Por Juan Carlos Gutiérrez Barraza
Todavía recuerdo su sonrisa, esa alegría contagiosa y el modo en cómo me veía diciendo que la vida estaba fuera de mi cabeza, que dejara de pensar y me pusiera a ver el jardín. Hay amores que se quedan con huella marcada en el corazón, seres que nos huelen el alma y son compasivos con toda emoción; cariños sin filtrajes o apariencias, forjan lazos que nos fomentan la vida, esos que nos hacen sentir los detalles que brillan por cuenta propia en el mundo.
Ella me guiaba como pastor a su rebaño, me indicaba el camino llegando a casa, muchas veces mostraba esa cara que juega con tu corazón, los ojos que dicen que hay que “tomarse el pelo” y mejor cantar si la adversidad toca; ese mirar “escurrido” que templa la confianza al viento y disuelve la tristeza.
Penny sembró esperanza de la buena, esa que agradece de una vez lo esperado (Fe), enseñó más que cualquier maestro a calmar las tormentas e invocar las estrellas para que se acerquen iluminando puntos ciegos.
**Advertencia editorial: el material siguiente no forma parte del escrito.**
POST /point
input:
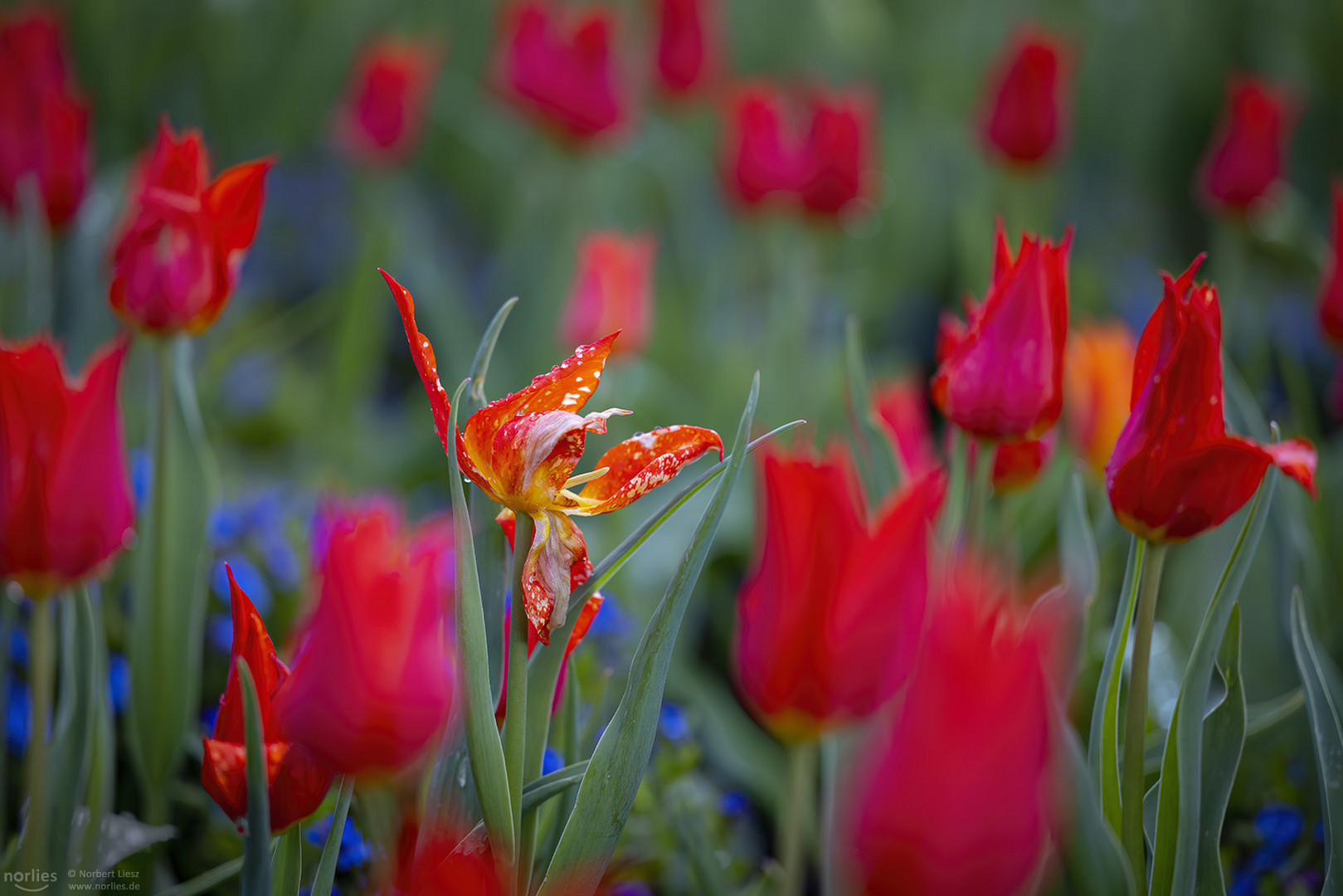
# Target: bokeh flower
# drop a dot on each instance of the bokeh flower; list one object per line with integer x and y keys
{"x": 829, "y": 620}
{"x": 521, "y": 451}
{"x": 387, "y": 100}
{"x": 1249, "y": 149}
{"x": 184, "y": 236}
{"x": 613, "y": 290}
{"x": 43, "y": 119}
{"x": 563, "y": 67}
{"x": 1000, "y": 373}
{"x": 373, "y": 674}
{"x": 1026, "y": 116}
{"x": 954, "y": 798}
{"x": 65, "y": 492}
{"x": 1175, "y": 472}
{"x": 295, "y": 781}
{"x": 1097, "y": 383}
Todos deberíamos darnos la oportunidad de amar hasta los huesos, sin arrepentimientos, sin postergaciones, sin recatos, sin temores, con pasiones que curan, de ser posible con medicina de cuatro patas y lengûetazos de amor.
No me despido de ti mi “cola plumero” porque poco le creo a la muerte, porque seguro escucharé tu arrastre de “pata pantufla”, porque abrazarás a distancia como solo tú sabes hacerlo, con garra, con gana, con esa sonrisa mágica y poderosa que cargaré en mi memoria como algo sagrado que se guarda en silencio.